Normalise all files with one command

Problem

I was after a single command to normalise my code files (trailing spaces, newline at EOF, etc.). I had to do it for about 15 repos, and I've wanted to do it several times in the past, so I decided to find a comprehensive way of doing it.

Solution

The result I came up with is ok. It's complex & nasty and relies on dos2unix†, but it's flexible and it works. You can pass it a directory or a list of files (space separated, as per shell norm). It will:

  • strip trailing whitespace,
  • replace all tabs with 2 spaces (configurable),
  • ensure the line endings are unix, and
  • ensure there is exactly one newline at the end of the file.

Another benefit, depending on your point of view, is that it will also reset file permissions to your default (probably 644).
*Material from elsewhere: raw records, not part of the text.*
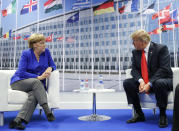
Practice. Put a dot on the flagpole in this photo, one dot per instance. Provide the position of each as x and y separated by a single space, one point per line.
79 68
15 35
92 55
38 10
174 44
160 40
64 45
1 32
118 41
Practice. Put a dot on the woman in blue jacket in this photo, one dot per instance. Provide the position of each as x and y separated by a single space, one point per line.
34 67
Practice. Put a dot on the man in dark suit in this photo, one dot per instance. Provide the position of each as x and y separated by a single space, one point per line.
176 110
151 72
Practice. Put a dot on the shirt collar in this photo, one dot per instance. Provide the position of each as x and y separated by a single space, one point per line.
147 48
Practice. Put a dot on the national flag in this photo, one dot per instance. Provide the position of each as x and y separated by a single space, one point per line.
157 30
131 6
121 9
17 37
73 18
49 38
162 13
8 34
170 27
149 9
174 21
70 39
106 7
81 4
51 5
174 18
29 7
10 9
26 37
60 38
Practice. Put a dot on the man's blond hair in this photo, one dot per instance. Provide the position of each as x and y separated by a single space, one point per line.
34 38
141 35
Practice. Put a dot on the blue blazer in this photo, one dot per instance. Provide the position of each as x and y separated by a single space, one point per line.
29 67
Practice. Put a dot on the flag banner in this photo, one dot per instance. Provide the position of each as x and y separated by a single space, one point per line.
157 31
52 5
162 13
149 9
29 7
174 17
131 6
70 39
26 37
73 18
81 4
49 38
8 34
170 27
10 9
173 23
106 7
16 37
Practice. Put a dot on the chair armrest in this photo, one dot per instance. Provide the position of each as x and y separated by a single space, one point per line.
5 76
53 89
128 73
175 78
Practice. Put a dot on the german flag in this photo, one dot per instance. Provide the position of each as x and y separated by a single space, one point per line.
106 7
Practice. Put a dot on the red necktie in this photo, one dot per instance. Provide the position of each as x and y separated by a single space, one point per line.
144 69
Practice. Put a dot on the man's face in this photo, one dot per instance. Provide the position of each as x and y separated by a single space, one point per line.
139 45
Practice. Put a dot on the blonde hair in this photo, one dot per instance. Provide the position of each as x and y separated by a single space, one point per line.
141 35
34 38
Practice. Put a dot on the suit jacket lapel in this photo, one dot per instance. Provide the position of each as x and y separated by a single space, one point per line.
150 54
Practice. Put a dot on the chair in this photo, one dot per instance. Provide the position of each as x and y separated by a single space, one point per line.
12 100
149 101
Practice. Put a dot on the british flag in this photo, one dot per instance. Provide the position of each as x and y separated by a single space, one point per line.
29 7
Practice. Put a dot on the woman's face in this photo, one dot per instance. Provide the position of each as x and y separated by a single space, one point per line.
39 46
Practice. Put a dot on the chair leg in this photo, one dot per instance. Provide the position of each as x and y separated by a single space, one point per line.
1 118
133 111
154 111
40 112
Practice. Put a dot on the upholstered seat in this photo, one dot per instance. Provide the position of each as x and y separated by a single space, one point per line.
149 101
12 100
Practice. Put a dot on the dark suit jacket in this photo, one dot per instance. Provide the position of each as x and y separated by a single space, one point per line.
158 63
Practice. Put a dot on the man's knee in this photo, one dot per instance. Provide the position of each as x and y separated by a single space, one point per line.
127 84
158 83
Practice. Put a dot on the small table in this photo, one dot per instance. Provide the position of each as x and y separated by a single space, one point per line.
94 116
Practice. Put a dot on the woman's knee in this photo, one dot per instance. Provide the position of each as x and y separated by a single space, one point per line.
37 83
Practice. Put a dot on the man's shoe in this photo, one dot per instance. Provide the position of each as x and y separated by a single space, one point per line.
136 118
16 125
163 122
50 117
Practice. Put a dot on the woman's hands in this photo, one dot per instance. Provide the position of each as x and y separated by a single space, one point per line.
46 74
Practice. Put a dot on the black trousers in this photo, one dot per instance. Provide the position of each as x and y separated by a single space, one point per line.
176 110
160 87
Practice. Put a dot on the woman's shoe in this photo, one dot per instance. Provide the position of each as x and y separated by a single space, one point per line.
50 117
16 125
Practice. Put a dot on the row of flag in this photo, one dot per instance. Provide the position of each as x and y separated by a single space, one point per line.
49 38
49 6
167 20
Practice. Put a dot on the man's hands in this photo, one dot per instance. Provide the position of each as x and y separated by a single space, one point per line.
144 87
46 74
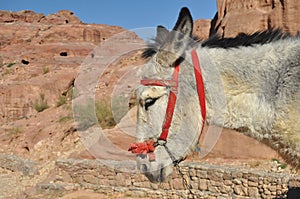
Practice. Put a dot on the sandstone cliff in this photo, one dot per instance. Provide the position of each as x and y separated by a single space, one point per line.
248 16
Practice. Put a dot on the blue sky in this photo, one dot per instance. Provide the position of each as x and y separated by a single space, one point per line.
129 14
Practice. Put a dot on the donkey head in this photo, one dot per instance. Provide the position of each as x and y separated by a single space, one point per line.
168 51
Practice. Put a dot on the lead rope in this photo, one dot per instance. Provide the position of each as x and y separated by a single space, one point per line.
185 183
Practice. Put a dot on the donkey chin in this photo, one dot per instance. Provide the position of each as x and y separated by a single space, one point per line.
158 170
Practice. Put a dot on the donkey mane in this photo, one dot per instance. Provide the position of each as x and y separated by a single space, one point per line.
216 41
242 39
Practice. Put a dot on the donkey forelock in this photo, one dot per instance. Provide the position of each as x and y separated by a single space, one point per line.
260 78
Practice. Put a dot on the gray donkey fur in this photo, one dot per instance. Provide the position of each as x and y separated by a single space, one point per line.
260 78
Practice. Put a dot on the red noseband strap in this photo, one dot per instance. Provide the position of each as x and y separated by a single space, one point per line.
149 146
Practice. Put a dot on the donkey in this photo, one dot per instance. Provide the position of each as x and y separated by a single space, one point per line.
260 79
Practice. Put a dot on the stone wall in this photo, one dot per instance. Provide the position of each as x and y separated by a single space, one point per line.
206 180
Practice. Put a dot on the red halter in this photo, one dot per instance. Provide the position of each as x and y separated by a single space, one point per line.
149 146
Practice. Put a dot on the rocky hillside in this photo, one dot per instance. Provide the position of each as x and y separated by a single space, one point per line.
249 16
39 60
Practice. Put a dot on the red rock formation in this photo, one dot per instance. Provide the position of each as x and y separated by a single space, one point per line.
41 54
248 16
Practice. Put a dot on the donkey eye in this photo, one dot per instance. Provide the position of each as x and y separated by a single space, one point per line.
149 102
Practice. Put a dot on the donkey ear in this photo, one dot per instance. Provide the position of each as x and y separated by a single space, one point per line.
184 24
172 50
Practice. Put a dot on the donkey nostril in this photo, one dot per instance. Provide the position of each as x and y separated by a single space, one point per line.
143 168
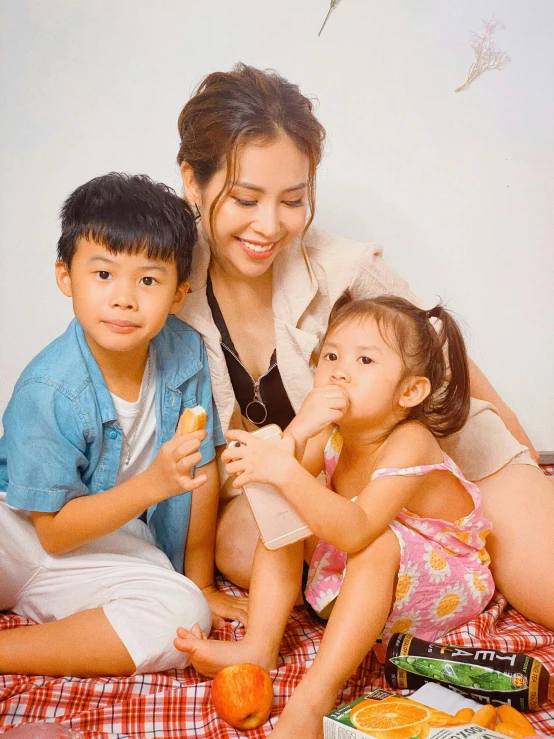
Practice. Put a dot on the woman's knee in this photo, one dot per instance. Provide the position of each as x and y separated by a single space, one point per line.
236 541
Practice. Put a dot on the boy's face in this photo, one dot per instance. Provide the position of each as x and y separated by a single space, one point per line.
121 300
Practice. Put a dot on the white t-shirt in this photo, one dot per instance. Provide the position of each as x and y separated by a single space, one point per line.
143 437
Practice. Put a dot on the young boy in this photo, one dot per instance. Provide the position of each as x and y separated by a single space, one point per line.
95 530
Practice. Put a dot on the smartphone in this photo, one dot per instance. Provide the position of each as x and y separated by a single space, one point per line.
277 521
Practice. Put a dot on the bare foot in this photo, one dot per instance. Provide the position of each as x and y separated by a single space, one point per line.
209 656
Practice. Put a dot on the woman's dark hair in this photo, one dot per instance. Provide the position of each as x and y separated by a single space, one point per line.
129 213
436 351
245 105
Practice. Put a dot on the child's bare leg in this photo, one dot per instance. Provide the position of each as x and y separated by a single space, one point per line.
274 587
356 621
82 645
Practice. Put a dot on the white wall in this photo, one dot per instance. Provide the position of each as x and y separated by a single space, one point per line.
459 187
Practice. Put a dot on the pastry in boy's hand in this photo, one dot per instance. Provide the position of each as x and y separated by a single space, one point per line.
192 419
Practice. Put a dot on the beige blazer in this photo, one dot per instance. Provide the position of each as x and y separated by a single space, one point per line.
308 277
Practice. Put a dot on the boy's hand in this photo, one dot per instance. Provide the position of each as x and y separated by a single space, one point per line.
225 607
321 407
171 469
258 460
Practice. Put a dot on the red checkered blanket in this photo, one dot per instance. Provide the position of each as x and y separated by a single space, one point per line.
177 704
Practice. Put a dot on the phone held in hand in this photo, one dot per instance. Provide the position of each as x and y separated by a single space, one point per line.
277 521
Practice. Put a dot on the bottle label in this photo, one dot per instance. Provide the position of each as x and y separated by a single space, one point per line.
485 675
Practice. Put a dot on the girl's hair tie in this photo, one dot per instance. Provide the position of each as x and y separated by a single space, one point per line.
434 312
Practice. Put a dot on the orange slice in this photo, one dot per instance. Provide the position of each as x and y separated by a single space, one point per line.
390 719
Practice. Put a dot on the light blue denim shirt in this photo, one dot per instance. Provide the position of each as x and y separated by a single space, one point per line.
62 438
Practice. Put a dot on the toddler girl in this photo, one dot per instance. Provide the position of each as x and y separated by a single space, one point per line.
399 533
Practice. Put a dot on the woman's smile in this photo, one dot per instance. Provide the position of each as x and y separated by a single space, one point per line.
257 249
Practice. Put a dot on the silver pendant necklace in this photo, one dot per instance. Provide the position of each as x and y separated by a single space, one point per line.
131 437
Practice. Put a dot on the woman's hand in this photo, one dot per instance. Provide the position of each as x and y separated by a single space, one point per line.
322 407
225 607
258 460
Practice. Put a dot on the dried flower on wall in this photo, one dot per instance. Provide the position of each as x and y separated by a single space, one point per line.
487 56
332 6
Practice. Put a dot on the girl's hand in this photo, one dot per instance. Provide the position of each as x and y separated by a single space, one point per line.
258 460
225 607
171 468
321 407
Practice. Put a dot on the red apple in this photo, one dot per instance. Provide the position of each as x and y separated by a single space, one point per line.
243 695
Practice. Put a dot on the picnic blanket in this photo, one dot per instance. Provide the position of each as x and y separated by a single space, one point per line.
176 704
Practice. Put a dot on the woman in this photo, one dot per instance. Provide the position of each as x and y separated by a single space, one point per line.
262 286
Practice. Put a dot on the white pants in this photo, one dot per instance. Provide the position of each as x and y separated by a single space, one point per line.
124 573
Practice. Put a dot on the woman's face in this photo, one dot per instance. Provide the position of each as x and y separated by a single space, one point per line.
263 212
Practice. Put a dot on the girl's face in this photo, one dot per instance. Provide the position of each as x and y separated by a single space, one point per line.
357 358
264 211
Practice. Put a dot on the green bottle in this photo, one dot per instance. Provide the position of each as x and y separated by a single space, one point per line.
486 675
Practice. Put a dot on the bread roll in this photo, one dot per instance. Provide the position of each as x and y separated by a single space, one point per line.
192 419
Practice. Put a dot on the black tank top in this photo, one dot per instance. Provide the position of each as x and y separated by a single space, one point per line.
263 401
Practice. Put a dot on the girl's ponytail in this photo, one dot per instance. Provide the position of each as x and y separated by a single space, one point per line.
446 408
This is because it outputs the results to a new file, then renames it to the original file. Because of this, I'd recommend only doing this with files that are already tracked in a VCS. The only issue I've had with this is needing to chmod 755 script/rails and you could add that in at the end if you like ([[ -f script/rails ]] && chmod 755 script/rails will even check if it exists first).

UPDATE 2014-06-13: I tried so many regexen with Mac sed to get the other line endings out of my files to no avail. I did use dos2unix, but it didn't handle Mac line endings. Turns out tr works much better anyway.

The relevant part is:

printf '%s' "`cat $file`" | tr '\r\n' '\n' | tr '\r' '\n' | sed -E 's/[[:blank:]]+$//' | expand -t 2 > "$file.tmp"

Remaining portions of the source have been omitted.